Didine se porte à merveille. J'ai commandé des cartes séparées pour ta femme et pour toi. Il n'est plus de mode, à ce que m'a dit le graveur, d'en donner de collectives.
Adieu, mon excellent père, embrasse ta femme pour moi. Nous t'embrassons bien tendrement.
Ton fils respectueux et dévoué,
Victor.
Adolphe te remettra les cartes.
Le ménage a continué à vagabonder, et, c'est le retour à Paris, où il convie quelques amis à déjeuner. Mme Victor Hugo s'enquiert auprès de sa belle-mère, d'un beau poisson acheté à bon compte à la poissonnerie de Blois, qui pût arriver frais à Paris.

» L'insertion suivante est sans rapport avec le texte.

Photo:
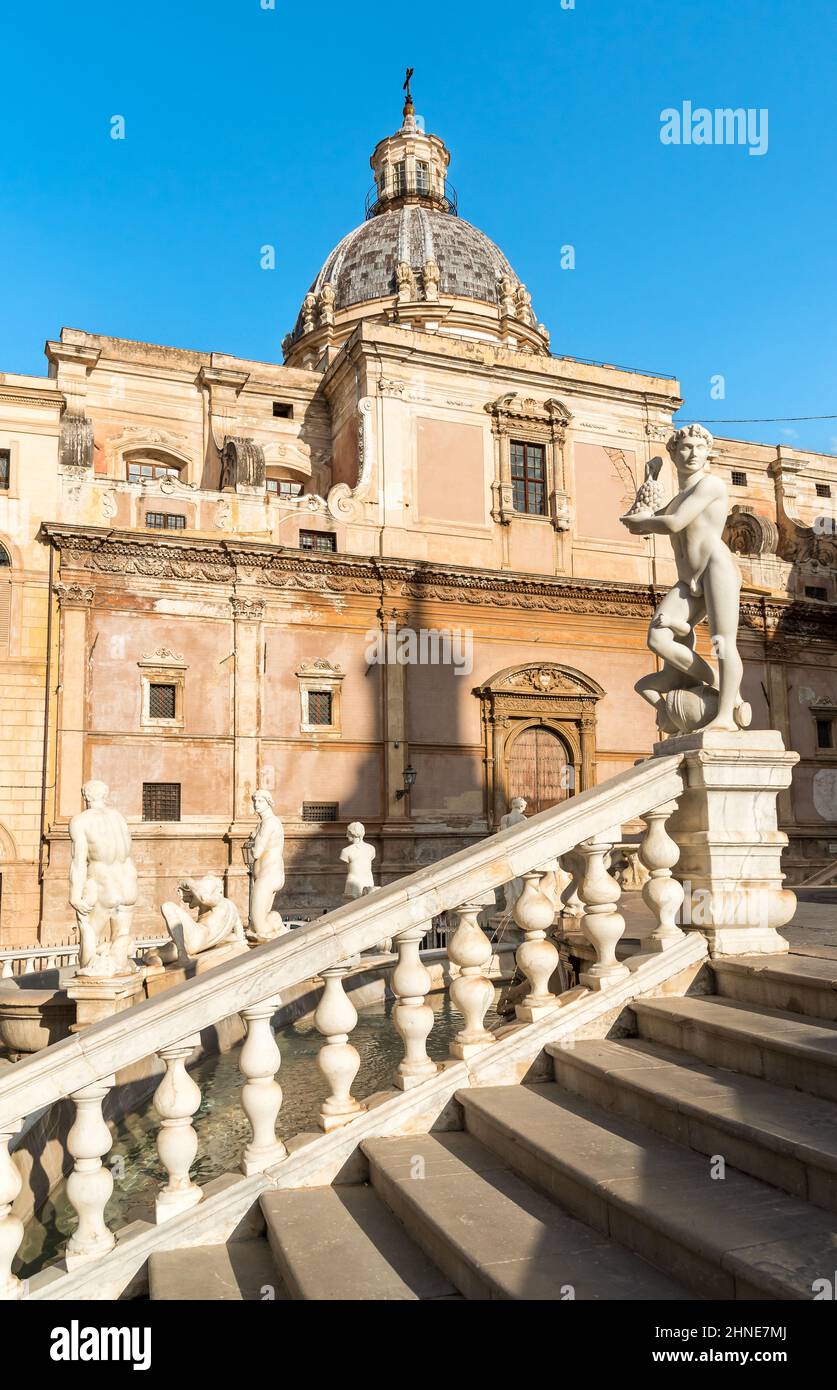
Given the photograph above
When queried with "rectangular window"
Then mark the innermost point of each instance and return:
(529, 477)
(320, 708)
(161, 701)
(160, 801)
(319, 809)
(145, 471)
(317, 541)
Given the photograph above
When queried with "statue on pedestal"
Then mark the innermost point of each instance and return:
(203, 919)
(264, 856)
(358, 856)
(687, 694)
(102, 886)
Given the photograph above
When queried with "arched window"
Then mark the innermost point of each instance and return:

Ma chère maman, il y a bien longtemps que je voulais vous écrire, mais les embarras de domestique, joints à ceux du voyage, car nous venons encore d'aller passer quelques jours à dix lieues de Paris, ne m'ont pas laissé un moment. Joignez à cela l'inquiétude que ma fille m'a donnée pour percer les deux dents qu'elle vient de percer; mais tout cela ne m'a pas empêché (sic) de penser à vous et à mon bon père.
Malgré la peine que ma fille m'a donnée et qu'elle a eue pour ses dents: elle n'en marche pas moins seule et j'espère que la force qu'elle a l'aidera à percer toutes ses autres dents car à peine en a-t-elle six.
Mon mari s'est occupé de vous faire tirer des cartes de visites. Nous les donnerons à M. de Féraudy.
J'espère, chers bons parents, vous voir à Paris très incessamment. Si vous pouviez être à Paris samedi 31 de ce mois vous partageriez un déjeuner où nous réunissons quelques amis et où nos bons parents complèteraient si bien notre bonheur qui ne peut être entier sans eux. Si à Blois vous trouviez chère maman un beau poisson qui pût arriver frais à Paris vous seriez bien bonne de me l'envoyer pour ce jour, toutefois si le prix ajouté à celui du voyage ne le faisait pas monter plus haut que celui qu'on achèterait à Paris.
Écrivez-moi au juste quand vous serez à Paris, c'est le but que vous devez vous proposer si vous nous aimez.
Adieu chère maman, ma fille, mon Victor vous embrassent.
Votre respectueuse fille,
A. Hugo.
Victor, suivant son habitude, tient à conserver vierge pour les siens le crédit dont il peut jouir et refuse assez cavalièrement à son père sa protection pour un professeur, dont il l'avait prié de s'occuper:
Mon cher papa,
Nous voilà définitivement de retour à Paris. Nous n'avons fait que courir à droite et à gauche tout le mois de septembre, et nous avons terminé ces jours-ci nos promenades par une excursion à Montfort l'Amaury, charmante petite ville à dix lieues de Paris où il y a des ruines, des bois, un de mes amis[151] et un des tiens, le colonel Derivoire, qui a servi sous toi. J'ai beaucoup parlé de toi avec ce brave qui t'aime et te vénère et désire vivement te voir. Il compte faire le voyage de Paris la première fois que tu y viendras.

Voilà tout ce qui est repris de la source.